In 1923 the Modern Quarterly published Eli Siegel's passionately reasoned "The Equality of Man." He wrote, "Men have not had an equal chance to be actively powerful as they might be. And if they had been given an equal chance to use all the powers they had at birth, they would be equal." And he states, "It is my business to go on showing it to be so." This is what he was showing, faithful to his purpose, decades later when he asked me, for example, the following questions: "What does a reader in anthropology in the British Museum have in common with what he is reading about?"; and, "Is the conflict that one can notice in Hamlet — a conflict between seeing something as right and also seeing oneself as not prepared to act — is this conflict in what can be called the uncultivated mind?" Eli Siegel had charm, ease, and power when he spoke about race. He made superiority look as ugly as it is — and he gave justice style. 

As a social scientist I say that Eli Siegel is the one person who has shown definitively and with enormous scientific scholarship the equality of all people. Statistics that purport to show otherwise are flimsy, unjust fakes. Best online pharmacy generic medications buy Adderall cheap online without prescription. 
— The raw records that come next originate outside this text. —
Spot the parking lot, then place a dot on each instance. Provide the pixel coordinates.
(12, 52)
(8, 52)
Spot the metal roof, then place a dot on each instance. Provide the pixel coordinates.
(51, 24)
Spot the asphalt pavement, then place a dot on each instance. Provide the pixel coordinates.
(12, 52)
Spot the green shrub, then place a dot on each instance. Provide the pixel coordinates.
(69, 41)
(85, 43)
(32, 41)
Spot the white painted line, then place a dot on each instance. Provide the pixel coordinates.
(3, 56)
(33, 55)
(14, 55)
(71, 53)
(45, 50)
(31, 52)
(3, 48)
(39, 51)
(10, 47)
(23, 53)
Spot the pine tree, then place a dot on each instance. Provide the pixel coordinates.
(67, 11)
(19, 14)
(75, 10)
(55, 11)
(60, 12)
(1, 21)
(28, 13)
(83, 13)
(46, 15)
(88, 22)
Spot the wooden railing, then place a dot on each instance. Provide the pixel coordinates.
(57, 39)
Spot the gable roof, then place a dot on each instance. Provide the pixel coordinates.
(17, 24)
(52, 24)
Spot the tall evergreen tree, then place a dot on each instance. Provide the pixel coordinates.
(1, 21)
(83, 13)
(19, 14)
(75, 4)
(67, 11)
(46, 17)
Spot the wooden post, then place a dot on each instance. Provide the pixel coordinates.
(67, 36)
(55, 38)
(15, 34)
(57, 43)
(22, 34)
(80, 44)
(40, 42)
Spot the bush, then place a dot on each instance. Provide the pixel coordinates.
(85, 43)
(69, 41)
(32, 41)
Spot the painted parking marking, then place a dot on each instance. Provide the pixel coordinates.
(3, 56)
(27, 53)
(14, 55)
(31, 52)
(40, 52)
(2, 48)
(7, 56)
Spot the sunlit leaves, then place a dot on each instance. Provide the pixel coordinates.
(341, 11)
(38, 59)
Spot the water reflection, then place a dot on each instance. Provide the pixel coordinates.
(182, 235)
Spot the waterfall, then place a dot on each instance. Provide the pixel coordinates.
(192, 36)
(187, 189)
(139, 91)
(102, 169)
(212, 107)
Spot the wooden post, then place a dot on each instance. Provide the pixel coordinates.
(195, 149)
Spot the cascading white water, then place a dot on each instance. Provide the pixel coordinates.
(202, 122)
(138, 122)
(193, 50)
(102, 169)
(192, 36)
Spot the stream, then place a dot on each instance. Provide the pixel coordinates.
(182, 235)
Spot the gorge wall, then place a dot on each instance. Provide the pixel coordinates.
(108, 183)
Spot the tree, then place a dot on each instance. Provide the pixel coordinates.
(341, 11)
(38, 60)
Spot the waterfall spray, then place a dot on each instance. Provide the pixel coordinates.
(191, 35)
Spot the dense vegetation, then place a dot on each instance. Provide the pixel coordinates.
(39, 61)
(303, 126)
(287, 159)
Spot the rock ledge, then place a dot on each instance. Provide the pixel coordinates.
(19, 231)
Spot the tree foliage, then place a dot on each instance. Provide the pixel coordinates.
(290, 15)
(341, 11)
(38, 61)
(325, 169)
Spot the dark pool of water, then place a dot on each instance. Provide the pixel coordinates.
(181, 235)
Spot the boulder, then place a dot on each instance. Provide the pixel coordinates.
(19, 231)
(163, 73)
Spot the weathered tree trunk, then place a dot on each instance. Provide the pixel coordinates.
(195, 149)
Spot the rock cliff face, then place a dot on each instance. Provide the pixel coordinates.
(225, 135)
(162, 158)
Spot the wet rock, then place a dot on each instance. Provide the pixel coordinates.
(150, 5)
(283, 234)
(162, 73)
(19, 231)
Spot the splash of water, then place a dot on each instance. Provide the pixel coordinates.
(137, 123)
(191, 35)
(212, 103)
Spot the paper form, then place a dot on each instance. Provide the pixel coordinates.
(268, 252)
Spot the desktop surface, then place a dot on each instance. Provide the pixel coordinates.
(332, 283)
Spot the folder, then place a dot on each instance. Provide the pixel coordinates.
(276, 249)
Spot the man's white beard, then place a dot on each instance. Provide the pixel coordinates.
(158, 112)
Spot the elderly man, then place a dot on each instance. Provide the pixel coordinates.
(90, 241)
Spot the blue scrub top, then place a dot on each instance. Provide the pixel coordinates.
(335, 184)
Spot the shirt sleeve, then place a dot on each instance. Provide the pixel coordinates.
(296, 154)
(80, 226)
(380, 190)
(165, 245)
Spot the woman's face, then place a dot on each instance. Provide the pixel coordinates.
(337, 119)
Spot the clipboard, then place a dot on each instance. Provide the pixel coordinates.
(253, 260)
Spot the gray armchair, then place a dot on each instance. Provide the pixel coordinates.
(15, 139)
The Aesthetic Realism Foundation is where the knowledge America most urgently needs is taught. "Racism won't be effectively done away with unless it is replaced with something that has terrific power," writes Ellen Reiss, the Class Chairman of Aesthetic Realism. Aesthetic Realism has that power. She writes: 

What needs to replace it is not the feeling that the difference of another person is somehow tolerable. What is necessary is the seeing and feeling that the relation of sameness and difference between ourselves and that other person is beautiful .... It is possible for millions of men, women, and children to have an emotion about race that is like an art emotion. And it is necessary. [The Right of Aesthetic Realism to Be Known, issue no. 1264]

There are classes, consultations, public seminars, and dramatic presentations at the Aesthetic Realism Foundation, where you can learn more. Aesthetic Realism consultations — in which a person speaks with three consultants — are based on the Aesthetic Realism lessons Mr. Siegel gave for almost 40 years, and through them people feel what is felt nowhere else: truly and deeply comprehended. Consultations, which are new in culture, are given by telephone across the country and abroad. 

The phone number of the Foundation is (212) 777-4490 and its Internet address is www.AestheticRealism.org. 

Aesthetic Realism has brought to my mind a wideness I would not have had, a respect for people whose skin tones differ from mine. The end of racism is one of the great gifts to humanity that Eli Siegel's mighty thought can provide; and no one should have to wait another day to know this. 

Alexander Pope once wrote of Sir Isaac Newton this passionate iambic pentameter line: "God said, Let Newton be! and all was light." Pope's opinion has been agreed with by generations of scientists. My opinion and others' opinion of Eli Siegel is like that of Pope about Newton: Mr. Siegel has brought the light of science to the darkest territory in the human self and society through his luminous logic.

Biographical Information

Dr. Arnold Perey is on the faculty of the Aesthetic Realism Foundation. He received his Ph.D. from Columbia University in anthropology for research supported by the National Science Foundation and a Public Health Service fellowship. He has taught in the City University of New York, Drew University, and Seton Hall University. At the Aesthetic Realism Foundation he teaches anthropology and in consultations, and is an instructor in the workshop for teachers, The Aesthetic Realism of Eli Siegel As Teaching Method. He began his study of Aesthetic Realism with Eli Siegel and continues it now in classes taught by Ellen Reiss, the Chairman of Education at the Aesthetic Realism Foundation. His published articles include "A New Perspective for American Anthropology" and "The Real Opposition to Racism."

See fuller biographical information in the Faculty Biographies of the Aesthetic Realism Foundation.